Hello
Since V12 we have the problem that agents do not disconnect themselves in the event of network problems or remain online in the AE for a very long time.
Jobs start running on the agent (because it's officially online) but then get stuck in the 'Start initiated' status.
Through tests in advance (network of only one agent switched off), we have adjusted 4 config files, which are now (according to support) involved in agent handling.
In my opinion, the decisive factor was the value in tcp_retries2, here we could actually influence disconnect times.
The value 4 caused a disconnect after about 60 seconds.
/proc/sys/net/ipv4/tcp_keepalive_time = 1200
/proc/sys/net/ipv4/tcp_keepalive_intvl = 30
/proc/sys/net/ipv4/tcp_keepalive_probes = 3
/proc/sys/net/ipv4/tcp_retries2 = 4
On the last weekend we had a failsave test again (loc.1 is isolated, everything runs on loc.2).

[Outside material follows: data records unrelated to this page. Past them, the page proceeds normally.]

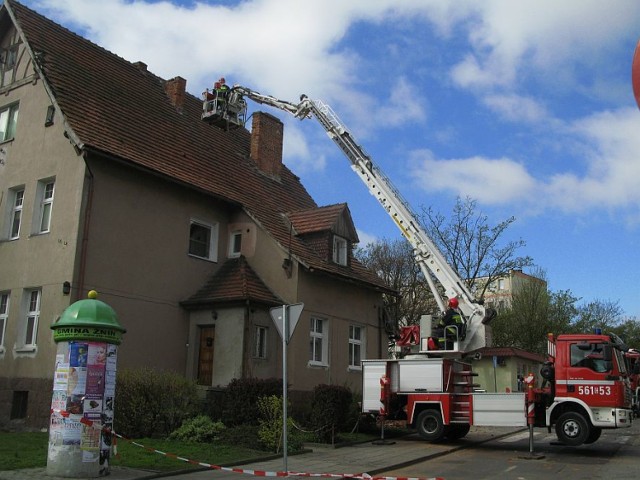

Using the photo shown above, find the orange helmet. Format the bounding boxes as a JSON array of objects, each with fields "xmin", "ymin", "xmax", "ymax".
[{"xmin": 448, "ymin": 298, "xmax": 459, "ymax": 309}]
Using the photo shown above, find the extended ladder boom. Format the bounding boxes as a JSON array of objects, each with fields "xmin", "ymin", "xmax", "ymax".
[{"xmin": 202, "ymin": 84, "xmax": 493, "ymax": 353}]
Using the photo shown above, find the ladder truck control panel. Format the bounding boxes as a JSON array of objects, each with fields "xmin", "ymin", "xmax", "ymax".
[{"xmin": 202, "ymin": 81, "xmax": 495, "ymax": 356}]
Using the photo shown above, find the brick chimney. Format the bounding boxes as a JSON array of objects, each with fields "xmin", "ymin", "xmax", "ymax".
[
  {"xmin": 164, "ymin": 76, "xmax": 186, "ymax": 112},
  {"xmin": 251, "ymin": 112, "xmax": 283, "ymax": 177}
]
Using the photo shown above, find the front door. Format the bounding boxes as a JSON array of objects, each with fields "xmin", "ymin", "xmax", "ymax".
[{"xmin": 197, "ymin": 326, "xmax": 215, "ymax": 386}]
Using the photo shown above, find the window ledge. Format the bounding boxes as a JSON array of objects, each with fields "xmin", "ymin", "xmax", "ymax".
[
  {"xmin": 14, "ymin": 346, "xmax": 37, "ymax": 354},
  {"xmin": 347, "ymin": 366, "xmax": 362, "ymax": 373},
  {"xmin": 308, "ymin": 361, "xmax": 329, "ymax": 369},
  {"xmin": 187, "ymin": 254, "xmax": 217, "ymax": 263}
]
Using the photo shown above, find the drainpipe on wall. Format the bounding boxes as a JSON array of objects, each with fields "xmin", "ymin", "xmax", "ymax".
[{"xmin": 76, "ymin": 151, "xmax": 94, "ymax": 302}]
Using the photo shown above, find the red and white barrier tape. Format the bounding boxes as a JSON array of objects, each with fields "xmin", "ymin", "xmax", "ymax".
[{"xmin": 50, "ymin": 409, "xmax": 443, "ymax": 480}]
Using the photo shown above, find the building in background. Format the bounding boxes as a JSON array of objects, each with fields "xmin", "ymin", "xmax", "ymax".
[{"xmin": 478, "ymin": 270, "xmax": 547, "ymax": 312}]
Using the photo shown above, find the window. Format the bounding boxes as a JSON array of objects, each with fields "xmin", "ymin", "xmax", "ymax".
[
  {"xmin": 0, "ymin": 292, "xmax": 9, "ymax": 351},
  {"xmin": 497, "ymin": 278, "xmax": 505, "ymax": 290},
  {"xmin": 309, "ymin": 316, "xmax": 328, "ymax": 366},
  {"xmin": 229, "ymin": 230, "xmax": 242, "ymax": 258},
  {"xmin": 1, "ymin": 45, "xmax": 18, "ymax": 88},
  {"xmin": 189, "ymin": 220, "xmax": 218, "ymax": 261},
  {"xmin": 332, "ymin": 235, "xmax": 348, "ymax": 266},
  {"xmin": 10, "ymin": 391, "xmax": 28, "ymax": 420},
  {"xmin": 570, "ymin": 343, "xmax": 609, "ymax": 373},
  {"xmin": 349, "ymin": 325, "xmax": 364, "ymax": 369},
  {"xmin": 34, "ymin": 180, "xmax": 55, "ymax": 234},
  {"xmin": 8, "ymin": 188, "xmax": 24, "ymax": 240},
  {"xmin": 21, "ymin": 289, "xmax": 40, "ymax": 348},
  {"xmin": 0, "ymin": 103, "xmax": 19, "ymax": 142},
  {"xmin": 254, "ymin": 326, "xmax": 267, "ymax": 359}
]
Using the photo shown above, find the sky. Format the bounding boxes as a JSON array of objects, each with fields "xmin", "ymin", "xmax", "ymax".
[{"xmin": 17, "ymin": 0, "xmax": 640, "ymax": 319}]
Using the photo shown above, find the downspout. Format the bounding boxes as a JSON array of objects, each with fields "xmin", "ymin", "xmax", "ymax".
[{"xmin": 76, "ymin": 151, "xmax": 94, "ymax": 301}]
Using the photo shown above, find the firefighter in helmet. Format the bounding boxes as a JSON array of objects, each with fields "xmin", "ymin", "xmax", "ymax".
[{"xmin": 436, "ymin": 297, "xmax": 466, "ymax": 349}]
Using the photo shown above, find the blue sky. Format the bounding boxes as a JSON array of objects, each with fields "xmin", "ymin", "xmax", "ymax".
[{"xmin": 20, "ymin": 0, "xmax": 640, "ymax": 318}]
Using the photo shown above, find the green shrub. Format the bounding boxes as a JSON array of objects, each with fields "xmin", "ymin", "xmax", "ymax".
[
  {"xmin": 257, "ymin": 395, "xmax": 303, "ymax": 453},
  {"xmin": 221, "ymin": 378, "xmax": 282, "ymax": 426},
  {"xmin": 310, "ymin": 384, "xmax": 353, "ymax": 443},
  {"xmin": 168, "ymin": 415, "xmax": 226, "ymax": 443},
  {"xmin": 115, "ymin": 367, "xmax": 200, "ymax": 438}
]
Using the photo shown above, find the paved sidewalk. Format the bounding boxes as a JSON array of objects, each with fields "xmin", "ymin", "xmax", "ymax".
[{"xmin": 0, "ymin": 427, "xmax": 519, "ymax": 480}]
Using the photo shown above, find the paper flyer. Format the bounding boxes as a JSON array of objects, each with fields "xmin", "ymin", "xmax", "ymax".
[{"xmin": 69, "ymin": 342, "xmax": 88, "ymax": 367}]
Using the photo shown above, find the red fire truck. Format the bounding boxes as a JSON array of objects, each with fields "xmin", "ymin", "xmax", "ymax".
[
  {"xmin": 362, "ymin": 332, "xmax": 633, "ymax": 446},
  {"xmin": 203, "ymin": 82, "xmax": 633, "ymax": 446}
]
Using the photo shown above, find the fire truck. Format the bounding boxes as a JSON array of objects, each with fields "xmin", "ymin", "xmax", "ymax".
[{"xmin": 201, "ymin": 81, "xmax": 634, "ymax": 446}]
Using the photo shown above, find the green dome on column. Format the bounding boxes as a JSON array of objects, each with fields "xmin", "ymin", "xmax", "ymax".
[{"xmin": 51, "ymin": 290, "xmax": 126, "ymax": 344}]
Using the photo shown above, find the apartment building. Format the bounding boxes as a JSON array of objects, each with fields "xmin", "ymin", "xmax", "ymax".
[{"xmin": 0, "ymin": 1, "xmax": 392, "ymax": 429}]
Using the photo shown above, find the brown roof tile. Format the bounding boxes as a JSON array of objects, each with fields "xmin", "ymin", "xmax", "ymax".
[
  {"xmin": 5, "ymin": 0, "xmax": 390, "ymax": 293},
  {"xmin": 182, "ymin": 256, "xmax": 282, "ymax": 307}
]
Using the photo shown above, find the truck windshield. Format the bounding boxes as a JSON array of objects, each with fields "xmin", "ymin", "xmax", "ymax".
[{"xmin": 570, "ymin": 343, "xmax": 610, "ymax": 373}]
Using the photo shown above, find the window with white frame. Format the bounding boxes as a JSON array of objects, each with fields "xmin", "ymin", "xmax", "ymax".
[
  {"xmin": 348, "ymin": 325, "xmax": 364, "ymax": 369},
  {"xmin": 21, "ymin": 289, "xmax": 40, "ymax": 349},
  {"xmin": 332, "ymin": 235, "xmax": 348, "ymax": 266},
  {"xmin": 254, "ymin": 325, "xmax": 267, "ymax": 359},
  {"xmin": 309, "ymin": 316, "xmax": 328, "ymax": 365},
  {"xmin": 189, "ymin": 220, "xmax": 218, "ymax": 261},
  {"xmin": 34, "ymin": 179, "xmax": 55, "ymax": 234},
  {"xmin": 229, "ymin": 230, "xmax": 242, "ymax": 258},
  {"xmin": 8, "ymin": 187, "xmax": 24, "ymax": 240},
  {"xmin": 0, "ymin": 292, "xmax": 9, "ymax": 351},
  {"xmin": 0, "ymin": 103, "xmax": 19, "ymax": 142}
]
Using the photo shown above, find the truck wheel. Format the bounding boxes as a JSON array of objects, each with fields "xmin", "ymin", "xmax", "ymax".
[
  {"xmin": 555, "ymin": 411, "xmax": 590, "ymax": 446},
  {"xmin": 445, "ymin": 424, "xmax": 470, "ymax": 440},
  {"xmin": 584, "ymin": 426, "xmax": 602, "ymax": 444},
  {"xmin": 416, "ymin": 409, "xmax": 445, "ymax": 442}
]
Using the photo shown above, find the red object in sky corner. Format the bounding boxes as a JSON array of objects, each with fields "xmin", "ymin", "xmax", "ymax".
[{"xmin": 633, "ymin": 38, "xmax": 640, "ymax": 110}]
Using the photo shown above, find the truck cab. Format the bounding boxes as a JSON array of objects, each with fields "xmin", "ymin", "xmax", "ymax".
[{"xmin": 542, "ymin": 334, "xmax": 633, "ymax": 445}]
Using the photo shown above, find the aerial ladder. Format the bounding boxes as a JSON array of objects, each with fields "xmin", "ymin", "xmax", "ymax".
[{"xmin": 202, "ymin": 82, "xmax": 495, "ymax": 355}]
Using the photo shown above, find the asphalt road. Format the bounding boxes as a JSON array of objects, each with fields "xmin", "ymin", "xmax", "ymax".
[{"xmin": 381, "ymin": 421, "xmax": 640, "ymax": 480}]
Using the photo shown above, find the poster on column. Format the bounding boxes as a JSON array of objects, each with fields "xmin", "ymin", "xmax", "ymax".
[
  {"xmin": 82, "ymin": 342, "xmax": 108, "ymax": 463},
  {"xmin": 67, "ymin": 342, "xmax": 88, "ymax": 415}
]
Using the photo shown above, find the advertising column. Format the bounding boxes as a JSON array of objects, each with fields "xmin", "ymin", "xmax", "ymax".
[{"xmin": 47, "ymin": 290, "xmax": 126, "ymax": 478}]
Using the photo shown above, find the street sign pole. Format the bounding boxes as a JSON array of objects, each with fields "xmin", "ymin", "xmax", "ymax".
[
  {"xmin": 269, "ymin": 302, "xmax": 303, "ymax": 475},
  {"xmin": 282, "ymin": 304, "xmax": 288, "ymax": 473}
]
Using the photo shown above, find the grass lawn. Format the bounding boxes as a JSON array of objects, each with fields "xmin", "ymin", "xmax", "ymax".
[{"xmin": 0, "ymin": 432, "xmax": 268, "ymax": 472}]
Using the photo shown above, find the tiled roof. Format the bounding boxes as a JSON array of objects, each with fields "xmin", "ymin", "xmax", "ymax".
[
  {"xmin": 5, "ymin": 0, "xmax": 390, "ymax": 293},
  {"xmin": 288, "ymin": 203, "xmax": 358, "ymax": 242},
  {"xmin": 182, "ymin": 256, "xmax": 282, "ymax": 307}
]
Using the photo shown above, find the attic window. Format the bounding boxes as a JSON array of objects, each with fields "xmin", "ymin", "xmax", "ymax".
[{"xmin": 332, "ymin": 235, "xmax": 348, "ymax": 266}]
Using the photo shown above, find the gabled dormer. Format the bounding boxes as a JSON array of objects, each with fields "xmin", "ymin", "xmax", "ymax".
[{"xmin": 287, "ymin": 203, "xmax": 359, "ymax": 267}]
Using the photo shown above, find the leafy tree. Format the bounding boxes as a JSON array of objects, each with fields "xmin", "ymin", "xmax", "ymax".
[
  {"xmin": 421, "ymin": 196, "xmax": 533, "ymax": 300},
  {"xmin": 572, "ymin": 299, "xmax": 624, "ymax": 333},
  {"xmin": 491, "ymin": 268, "xmax": 556, "ymax": 354},
  {"xmin": 355, "ymin": 238, "xmax": 435, "ymax": 327}
]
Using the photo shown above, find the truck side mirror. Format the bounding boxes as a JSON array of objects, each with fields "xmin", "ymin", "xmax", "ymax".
[{"xmin": 603, "ymin": 345, "xmax": 612, "ymax": 362}]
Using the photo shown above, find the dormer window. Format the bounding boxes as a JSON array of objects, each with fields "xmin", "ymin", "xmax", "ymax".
[{"xmin": 332, "ymin": 235, "xmax": 348, "ymax": 266}]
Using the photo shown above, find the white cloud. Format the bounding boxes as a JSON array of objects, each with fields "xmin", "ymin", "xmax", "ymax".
[
  {"xmin": 409, "ymin": 108, "xmax": 640, "ymax": 220},
  {"xmin": 355, "ymin": 229, "xmax": 378, "ymax": 247},
  {"xmin": 409, "ymin": 150, "xmax": 536, "ymax": 204},
  {"xmin": 544, "ymin": 108, "xmax": 640, "ymax": 213},
  {"xmin": 450, "ymin": 0, "xmax": 640, "ymax": 92},
  {"xmin": 482, "ymin": 93, "xmax": 549, "ymax": 124}
]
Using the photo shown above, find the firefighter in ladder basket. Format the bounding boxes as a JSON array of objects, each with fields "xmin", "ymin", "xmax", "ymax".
[{"xmin": 436, "ymin": 298, "xmax": 466, "ymax": 350}]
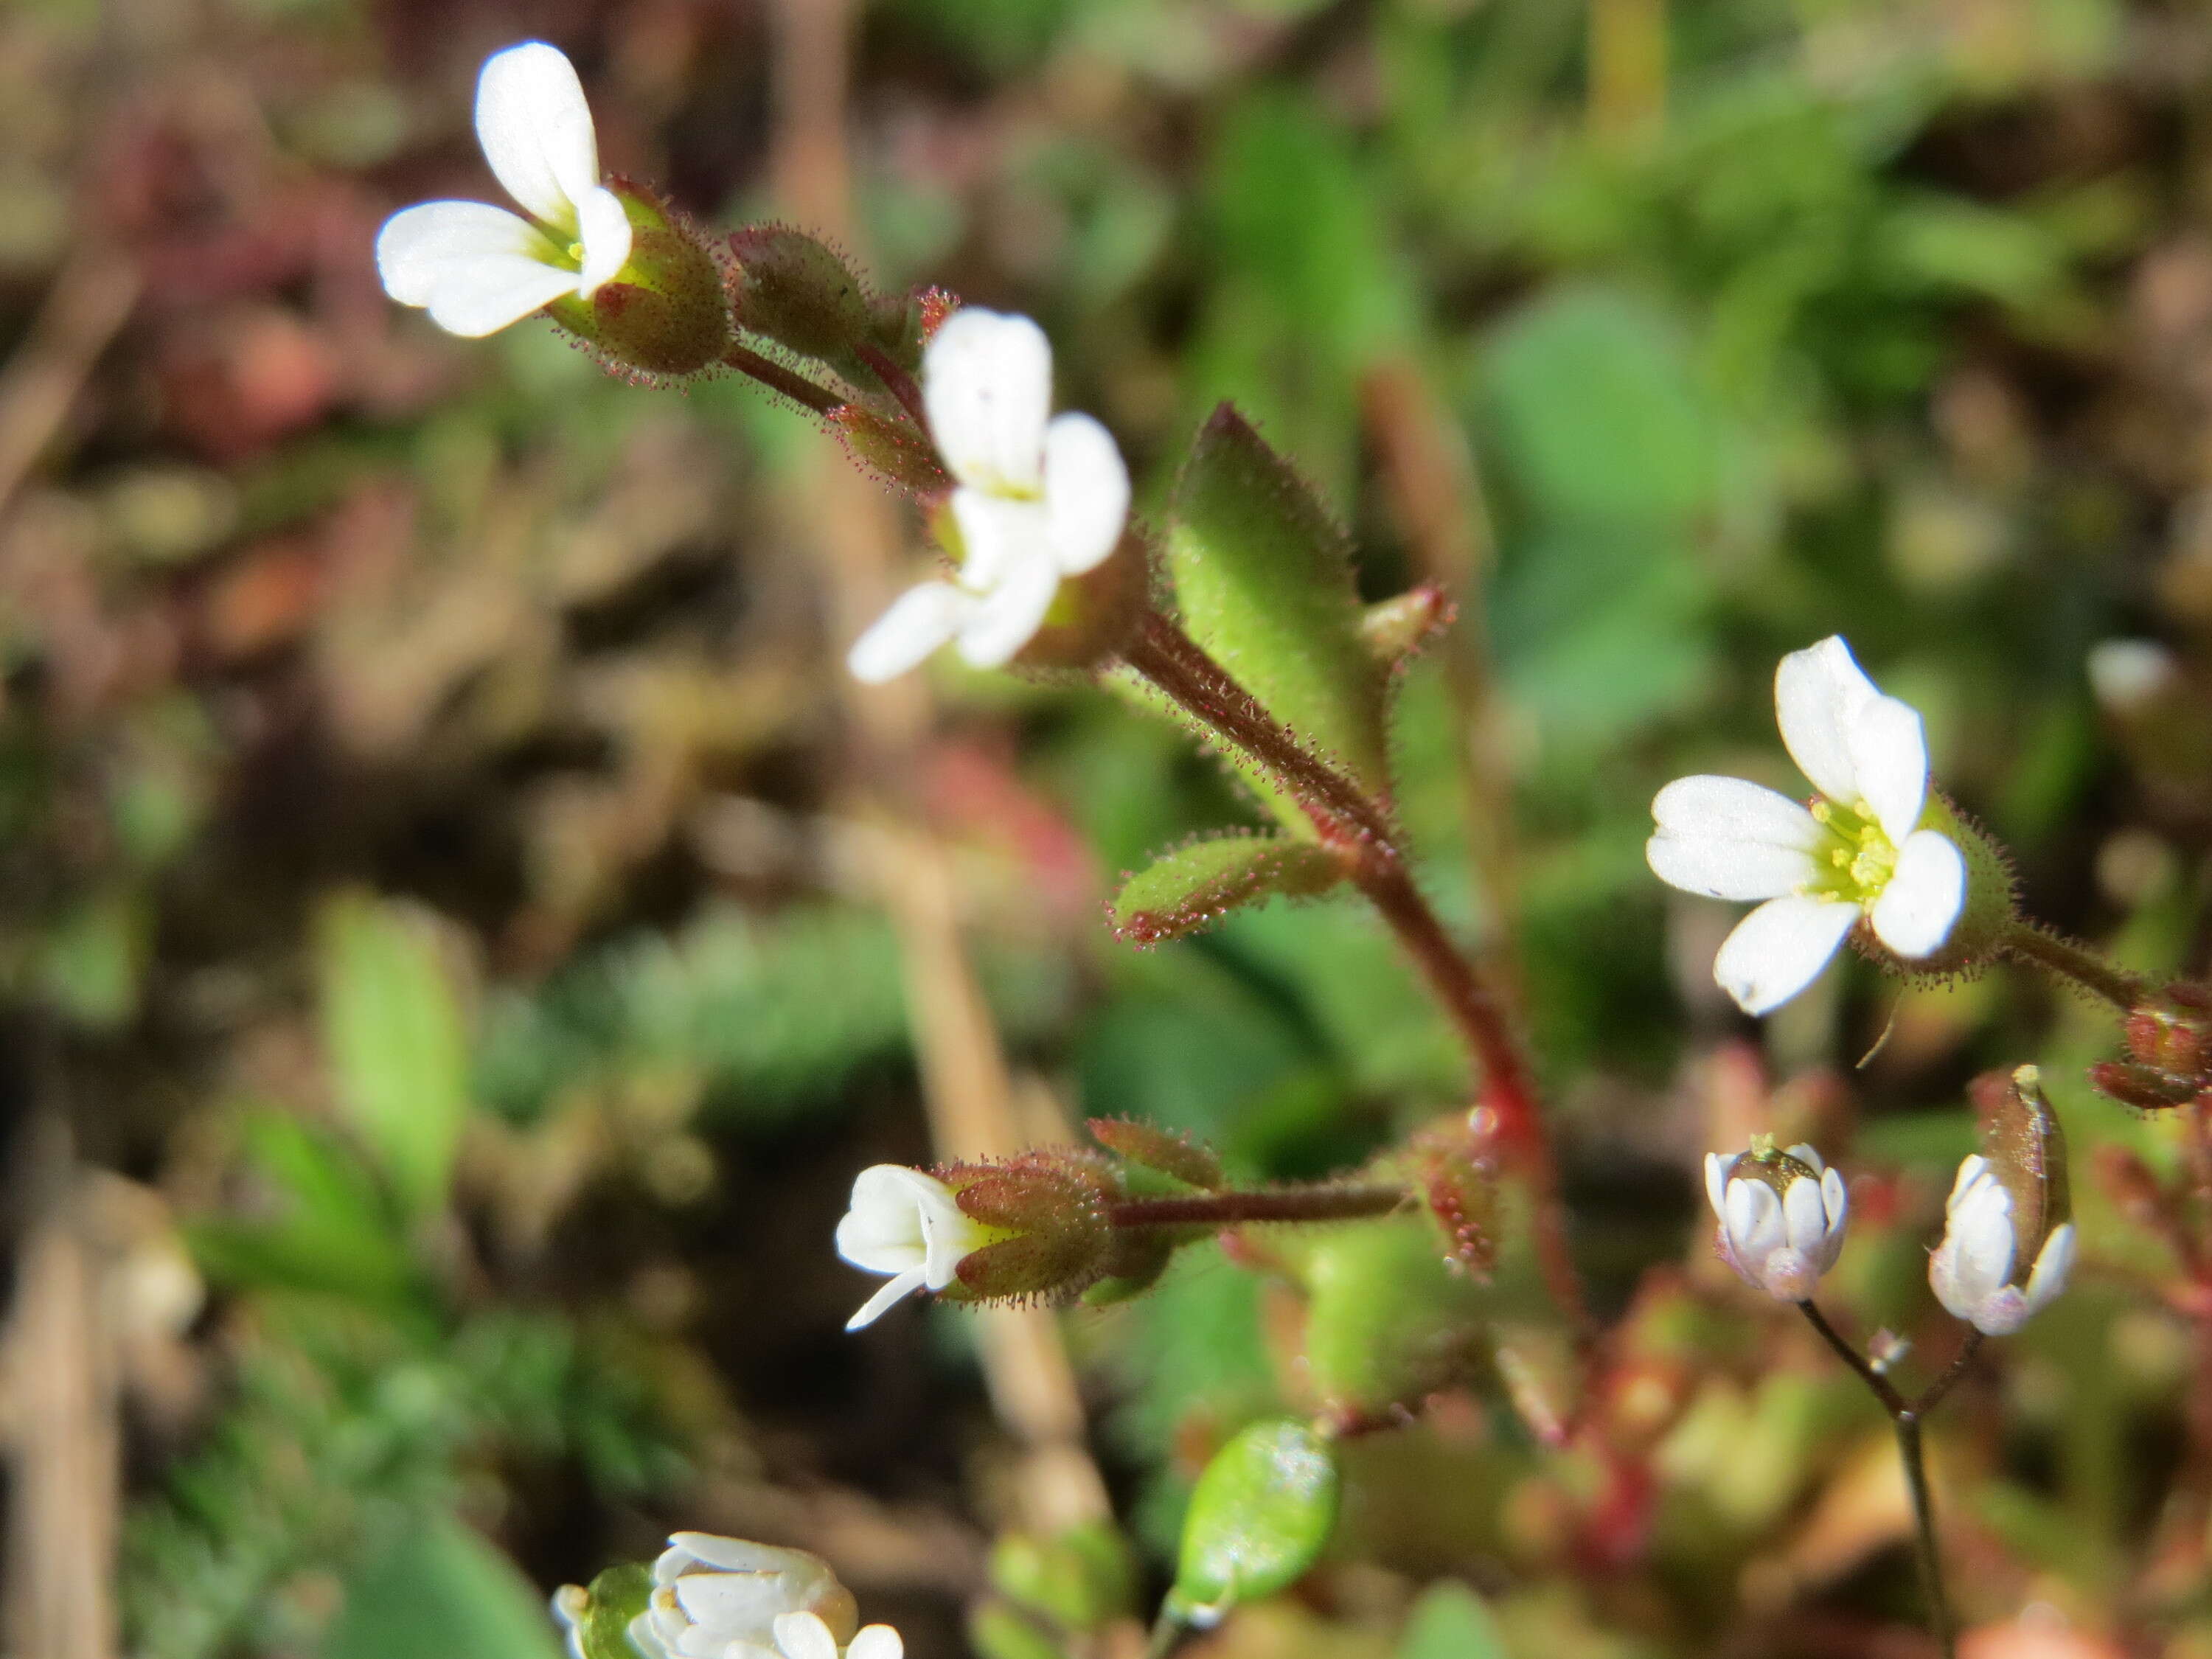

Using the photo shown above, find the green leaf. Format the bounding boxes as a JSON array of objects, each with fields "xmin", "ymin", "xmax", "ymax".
[
  {"xmin": 1108, "ymin": 833, "xmax": 1344, "ymax": 945},
  {"xmin": 316, "ymin": 890, "xmax": 472, "ymax": 1220},
  {"xmin": 1167, "ymin": 1417, "xmax": 1340, "ymax": 1624},
  {"xmin": 187, "ymin": 1111, "xmax": 417, "ymax": 1306},
  {"xmin": 1396, "ymin": 1582, "xmax": 1511, "ymax": 1659},
  {"xmin": 1166, "ymin": 406, "xmax": 1391, "ymax": 813},
  {"xmin": 323, "ymin": 1512, "xmax": 563, "ymax": 1659}
]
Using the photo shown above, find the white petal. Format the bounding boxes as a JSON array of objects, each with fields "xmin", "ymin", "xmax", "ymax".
[
  {"xmin": 1754, "ymin": 1245, "xmax": 1817, "ymax": 1301},
  {"xmin": 1651, "ymin": 776, "xmax": 1825, "ymax": 849},
  {"xmin": 1782, "ymin": 1175, "xmax": 1830, "ymax": 1259},
  {"xmin": 1042, "ymin": 412, "xmax": 1129, "ymax": 574},
  {"xmin": 774, "ymin": 1615, "xmax": 840, "ymax": 1659},
  {"xmin": 667, "ymin": 1537, "xmax": 811, "ymax": 1576},
  {"xmin": 1703, "ymin": 1153, "xmax": 1728, "ymax": 1224},
  {"xmin": 1844, "ymin": 694, "xmax": 1929, "ymax": 842},
  {"xmin": 1947, "ymin": 1181, "xmax": 2017, "ymax": 1307},
  {"xmin": 953, "ymin": 550, "xmax": 1061, "ymax": 670},
  {"xmin": 476, "ymin": 41, "xmax": 600, "ymax": 229},
  {"xmin": 1785, "ymin": 1143, "xmax": 1824, "ymax": 1173},
  {"xmin": 835, "ymin": 1166, "xmax": 941, "ymax": 1272},
  {"xmin": 677, "ymin": 1574, "xmax": 787, "ymax": 1633},
  {"xmin": 846, "ymin": 1267, "xmax": 927, "ymax": 1330},
  {"xmin": 1947, "ymin": 1153, "xmax": 1989, "ymax": 1211},
  {"xmin": 376, "ymin": 201, "xmax": 570, "ymax": 312},
  {"xmin": 420, "ymin": 253, "xmax": 583, "ymax": 337},
  {"xmin": 1868, "ymin": 830, "xmax": 1965, "ymax": 959},
  {"xmin": 950, "ymin": 489, "xmax": 1048, "ymax": 592},
  {"xmin": 630, "ymin": 1613, "xmax": 675, "ymax": 1659},
  {"xmin": 1711, "ymin": 895, "xmax": 1860, "ymax": 1015},
  {"xmin": 923, "ymin": 309, "xmax": 1052, "ymax": 493},
  {"xmin": 2021, "ymin": 1221, "xmax": 2076, "ymax": 1316},
  {"xmin": 1646, "ymin": 833, "xmax": 1820, "ymax": 902},
  {"xmin": 1820, "ymin": 1166, "xmax": 1849, "ymax": 1259},
  {"xmin": 846, "ymin": 582, "xmax": 972, "ymax": 684},
  {"xmin": 1775, "ymin": 636, "xmax": 1879, "ymax": 803},
  {"xmin": 572, "ymin": 182, "xmax": 634, "ymax": 297},
  {"xmin": 1725, "ymin": 1178, "xmax": 1784, "ymax": 1264},
  {"xmin": 846, "ymin": 1627, "xmax": 905, "ymax": 1659}
]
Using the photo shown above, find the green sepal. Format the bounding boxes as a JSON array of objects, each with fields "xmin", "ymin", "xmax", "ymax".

1700 agents are connected, actually about 800 agents should now be offline.
After 2 hours only about 100 were gone, the rest was shown as active in the AE, but the servers were not available (as expected).
The entries in the txp config files showed no effect.
One of our systems:
1700 agents, mixed versions 12.2.1, 12.2.4, 12.3.0, 12.3.1 ...
AE: 12.3.1+build.157046751939
Does anyone know the problem? and may have already solved it ?
Thanks in advance
Carsten
------------------------------
Application Analyst Senior
Postbank Systems
------------------------------